Thanks for this. I was following along just fine until that last sentence, which caused me to think "nope, I guess I don't follow at all".
I struggle to understand entropy because it’s meaning seems to shift in subtle ways across disciplines (cryptography, thermodynamics, cs, etc) and I’m never quite sure if the which version I’m getting. Is there a basic definition of entropy that’s extended in different contexts?
> My greatest concern was what to call it. I thought of calling it 'information,' but the word was overly used, so I decided to call it 'uncertainty.' When I discussed it with John von Neumann, he had a better idea. Von Neumann told me, 'You should call it entropy, for two reasons. In the first place your uncertainty function has been used in statistical mechanics under that name, so it already has a name. In the second place, and more important, no one really knows what entropy really is, so in a debate you will always have the advantage.' [1]
[1] https://en.wikiquote.org/wiki/Claude_Elwood_Shannon#:~:text=...,'
There are so many types of entropy. Why not understand it in your domain and then backtrack the more general definition?
So I studied physics and know a fair bit of stat mech.
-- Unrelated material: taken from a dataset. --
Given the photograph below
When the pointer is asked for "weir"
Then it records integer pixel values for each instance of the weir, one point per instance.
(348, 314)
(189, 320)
I, like you, know that the entropy is the weighted log of the number of microstates of a system. Does this help me understand that? What are the different states/outcomes? What are the probabilities of being in a specific state? Also what equation are they using? I'm not sure what this is supposed to help me understand.
Also the entropy you calculate depends on what you know about the system in question...
That function is simply -xlog(x)-(1-x)log(1-x) where the logs are in base 2. In general, entropy is E[-log(P(X))] for any random variable. Microstates and such are a physics/chemistry centric application and the namesake but mentioning states is never done from an information theory perspective.
Wonderful. Cool to see it on observable as well.